Does living near cows make us happy? Town Moor Cattle are the focus of a new photographic publication
In Newcastle, cattle grazing on the city’s famous Town Moor is a familiar sight. In fact, the Freemen of the Newcastle have exercised their right to graze cattle on the land since before the Norman conquest.
2 August 2021
In Newcastle, cattle grazing on the city’s famous Town Moor is a familiar sight. In fact, the Freemen of the Newcastle have exercised their right to graze cattle on the land since before the Norman conquest.
Now a new photographic publication and film examines if living closer to livestock such as the Town Moor cattle can improve our quality of life.
Ruminations by artist Michele Allen features images of the cattle who live on the 1,000 acre site, surrounded by traffic and city life, and interviews with Newcastle residents.
“I’m interested in how farming and farming spaces are represented and finding ways to present them differently,” says Michele. “The Town Moor is a unique space, and people who live near it have a very intimate relationship with the cows that graze on there and have done for a long time.
“How does living so close to sheep and cows affect the way we see them? Does it have a positive impact on our own health and wellbeing? Does living near cows make us happy?”
Ruminations also features farmer Zowie Bell, who manages livestock in East Yorkshire.

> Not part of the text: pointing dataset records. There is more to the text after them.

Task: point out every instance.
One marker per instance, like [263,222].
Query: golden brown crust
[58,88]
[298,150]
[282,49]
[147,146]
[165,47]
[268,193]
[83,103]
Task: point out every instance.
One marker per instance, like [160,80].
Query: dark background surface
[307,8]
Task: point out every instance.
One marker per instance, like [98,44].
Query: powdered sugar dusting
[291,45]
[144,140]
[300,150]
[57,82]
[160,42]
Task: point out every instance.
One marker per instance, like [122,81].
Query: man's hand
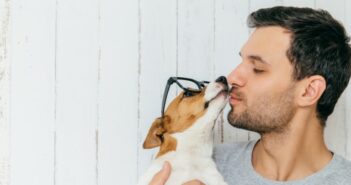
[194,182]
[161,177]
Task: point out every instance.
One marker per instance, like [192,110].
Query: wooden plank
[76,83]
[158,59]
[5,24]
[231,32]
[32,92]
[118,92]
[257,4]
[336,131]
[347,24]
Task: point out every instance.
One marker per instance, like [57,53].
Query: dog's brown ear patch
[155,136]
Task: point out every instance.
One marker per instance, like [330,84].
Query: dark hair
[319,46]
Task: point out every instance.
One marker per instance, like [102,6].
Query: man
[294,67]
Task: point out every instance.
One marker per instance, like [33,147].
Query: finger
[161,177]
[194,182]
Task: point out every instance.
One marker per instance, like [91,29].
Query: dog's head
[184,111]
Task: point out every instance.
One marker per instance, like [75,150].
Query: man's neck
[293,154]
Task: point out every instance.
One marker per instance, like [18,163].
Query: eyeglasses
[190,86]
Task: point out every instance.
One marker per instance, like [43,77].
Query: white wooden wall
[82,80]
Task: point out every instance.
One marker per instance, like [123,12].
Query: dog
[184,135]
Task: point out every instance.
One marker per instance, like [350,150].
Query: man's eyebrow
[256,58]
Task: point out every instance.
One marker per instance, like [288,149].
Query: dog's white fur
[193,156]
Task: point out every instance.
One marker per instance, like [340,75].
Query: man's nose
[222,80]
[237,76]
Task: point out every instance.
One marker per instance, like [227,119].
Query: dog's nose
[222,79]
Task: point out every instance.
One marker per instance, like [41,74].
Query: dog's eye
[188,94]
[206,104]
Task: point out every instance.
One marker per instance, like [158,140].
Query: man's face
[262,96]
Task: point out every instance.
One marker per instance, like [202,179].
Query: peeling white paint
[4,92]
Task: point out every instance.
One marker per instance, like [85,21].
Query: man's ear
[155,136]
[312,89]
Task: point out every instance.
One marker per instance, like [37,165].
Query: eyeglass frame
[171,80]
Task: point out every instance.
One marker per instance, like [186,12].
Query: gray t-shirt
[234,163]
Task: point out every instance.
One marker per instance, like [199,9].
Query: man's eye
[188,94]
[258,71]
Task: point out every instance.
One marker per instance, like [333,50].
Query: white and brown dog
[184,135]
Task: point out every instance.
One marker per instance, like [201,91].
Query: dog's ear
[155,136]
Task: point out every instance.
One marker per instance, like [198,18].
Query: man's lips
[234,99]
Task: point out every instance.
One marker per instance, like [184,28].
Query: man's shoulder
[230,151]
[343,169]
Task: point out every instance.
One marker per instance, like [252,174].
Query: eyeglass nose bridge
[171,80]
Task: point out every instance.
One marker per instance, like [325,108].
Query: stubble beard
[269,114]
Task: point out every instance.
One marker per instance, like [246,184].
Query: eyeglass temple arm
[165,94]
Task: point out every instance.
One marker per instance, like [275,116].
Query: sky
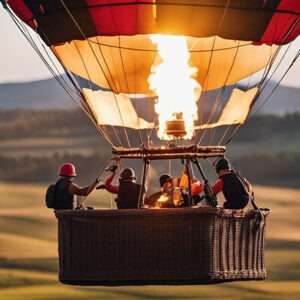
[19,63]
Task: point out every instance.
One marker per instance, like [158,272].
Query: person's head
[67,170]
[127,174]
[166,182]
[222,164]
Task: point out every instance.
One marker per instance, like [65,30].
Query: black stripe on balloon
[54,24]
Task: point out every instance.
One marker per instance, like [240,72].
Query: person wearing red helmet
[67,190]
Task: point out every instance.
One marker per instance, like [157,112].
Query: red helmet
[68,170]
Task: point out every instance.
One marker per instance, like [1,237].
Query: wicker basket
[160,246]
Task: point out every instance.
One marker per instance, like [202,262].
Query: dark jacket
[234,191]
[64,199]
[128,194]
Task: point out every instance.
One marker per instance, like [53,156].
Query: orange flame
[172,81]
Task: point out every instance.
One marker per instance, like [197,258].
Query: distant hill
[41,94]
[48,93]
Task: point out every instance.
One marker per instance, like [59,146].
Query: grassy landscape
[28,252]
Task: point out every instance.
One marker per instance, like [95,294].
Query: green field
[28,253]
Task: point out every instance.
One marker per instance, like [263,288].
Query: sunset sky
[18,61]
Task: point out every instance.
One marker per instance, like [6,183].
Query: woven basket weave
[160,246]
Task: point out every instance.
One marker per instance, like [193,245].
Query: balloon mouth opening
[175,129]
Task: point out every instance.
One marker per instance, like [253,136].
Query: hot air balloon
[163,80]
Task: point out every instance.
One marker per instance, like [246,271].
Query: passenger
[66,190]
[166,197]
[128,190]
[236,189]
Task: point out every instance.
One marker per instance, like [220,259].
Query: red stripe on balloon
[22,11]
[283,27]
[111,19]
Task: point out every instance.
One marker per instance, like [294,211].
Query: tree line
[267,169]
[21,123]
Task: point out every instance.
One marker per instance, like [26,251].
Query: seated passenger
[164,197]
[66,190]
[236,189]
[128,190]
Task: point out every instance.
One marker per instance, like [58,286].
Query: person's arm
[218,186]
[248,186]
[114,189]
[85,191]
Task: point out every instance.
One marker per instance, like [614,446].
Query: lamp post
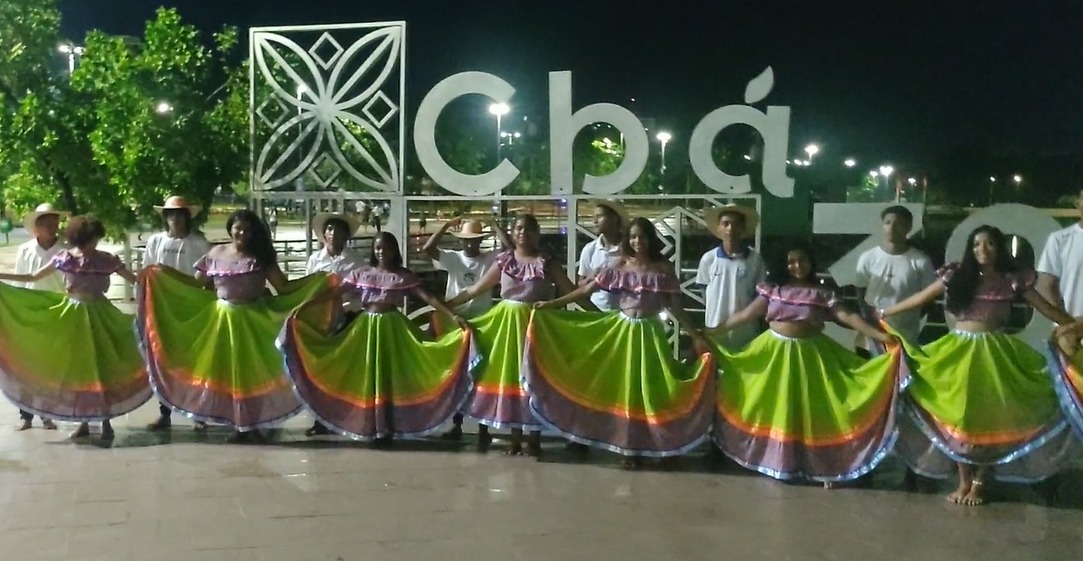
[663,138]
[886,171]
[499,109]
[72,51]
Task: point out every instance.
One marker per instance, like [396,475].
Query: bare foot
[162,422]
[962,491]
[484,439]
[669,464]
[534,445]
[455,434]
[107,433]
[974,497]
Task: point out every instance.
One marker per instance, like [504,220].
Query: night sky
[882,80]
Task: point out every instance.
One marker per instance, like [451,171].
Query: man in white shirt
[1060,266]
[43,224]
[465,266]
[178,247]
[730,272]
[892,272]
[335,231]
[611,218]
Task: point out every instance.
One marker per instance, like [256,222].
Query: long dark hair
[963,285]
[779,271]
[260,246]
[389,240]
[654,244]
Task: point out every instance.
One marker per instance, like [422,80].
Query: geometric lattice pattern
[327,107]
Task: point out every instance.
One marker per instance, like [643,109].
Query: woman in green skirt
[378,378]
[978,395]
[794,404]
[610,380]
[525,276]
[211,355]
[72,356]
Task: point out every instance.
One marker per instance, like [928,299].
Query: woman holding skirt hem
[525,276]
[72,356]
[610,380]
[379,378]
[211,355]
[794,404]
[979,396]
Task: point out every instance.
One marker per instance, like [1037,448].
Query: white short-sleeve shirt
[178,252]
[595,256]
[30,258]
[889,279]
[340,264]
[1062,258]
[730,286]
[462,272]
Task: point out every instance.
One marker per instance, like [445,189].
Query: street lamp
[664,138]
[72,51]
[499,109]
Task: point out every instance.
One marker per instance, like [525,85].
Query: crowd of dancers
[213,342]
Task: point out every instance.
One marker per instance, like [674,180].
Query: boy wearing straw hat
[465,266]
[731,271]
[178,247]
[610,218]
[43,224]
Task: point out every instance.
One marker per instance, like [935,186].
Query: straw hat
[320,222]
[41,210]
[616,207]
[471,230]
[712,216]
[175,203]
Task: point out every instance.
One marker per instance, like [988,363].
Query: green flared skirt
[214,361]
[68,360]
[379,376]
[982,399]
[499,400]
[611,381]
[806,408]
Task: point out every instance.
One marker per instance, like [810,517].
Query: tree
[135,121]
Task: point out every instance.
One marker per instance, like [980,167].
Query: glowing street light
[499,109]
[72,51]
[664,138]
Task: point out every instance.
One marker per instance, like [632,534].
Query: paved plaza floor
[188,497]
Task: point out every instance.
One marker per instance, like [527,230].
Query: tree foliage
[139,119]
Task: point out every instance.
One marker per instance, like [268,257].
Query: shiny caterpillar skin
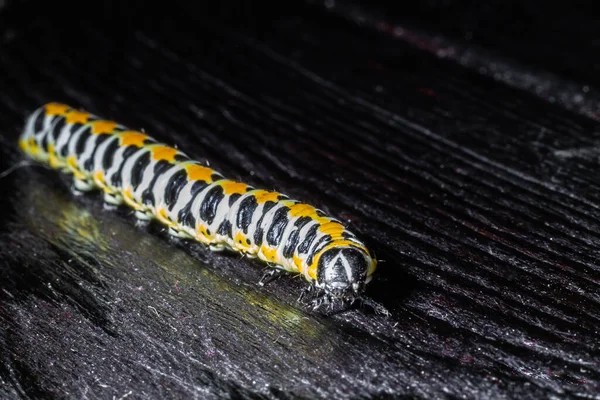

Launching at the same time as Ruminations is FIELDS, a print tabloid newspaper and online stories, which examines the lives, stories and experiences of British sheep, cows and farmers from 1947 to the present day. It includes historical photography of farmers, livestock and farming communities from the North and East of England from the 1930s up to the 1970s – including images from the Town Moor Agricultural Show. Working with photographic, film and audio archives, academic and artist research, and interviews, FIELDS traces the personal and social histories of cows, sheep and farmers. It will invite readers to think about their lives lived together across different regions of the UK. https://stories.field-wt.co.uk
Dr Amy Proctor, who leads the FIELD project at Newcastle University said:
“Working with the artists in residence has provided us with an exciting opportunity to engage with and present several different elements of our research in new ways. We are looking forward to sharing Michele’s work with a wider audience and having conversations surrounding these at our upcoming events”
Ruminations and FIELDS were created as part of FIELD, a four year research project investigating livestock disease and how it is influenced by nature, science and society. The project is led by six University partners; the Universities of Newcastle, Edinburgh, Glasgow Hull, Leeds Trinity and Lincoln, working in partnership with Museum of English Rural Life (MWERL), and funded by the Wellcome Trust.
Michele Allen is one of three commissioned artists from the UK and Ireland to create work for the project that explores the unseen and overlooked lives of farmers, cows and sheep from across East Yorkshire, Lincolnshire, Newcastle upon Tyne and Northumberland.
Ruminations and Fields will be launched between 10am to 2pm on Sunday 8 August at Bike Garden mini market in Nuns Moor Park, Newcastle. Michele Allen will be there to discuss her work.
Further events are planned. The public are invited to Hexham Farmers Market, on Saturday 25 September and Newcastle’s Grainger Market on Saturday 16 October to meet artists and researchers working on the project, and to share their own stories and experiences.
On Tuesday 28 September Hexham Forum Cinema and Thursday 21 October at the Star & Shadow Cinema in Newcastle, there will be free film screenings of new artist and documentary films, a showreel of farming related archive films from the British Film Institute and and MERL film collections along with Q&A with artists and researchers.
Films will include Ruminations and a short documentary work from filmmaker Mark Jones about the life’s of two North Welsh cattle farmers Olwen and Geraint.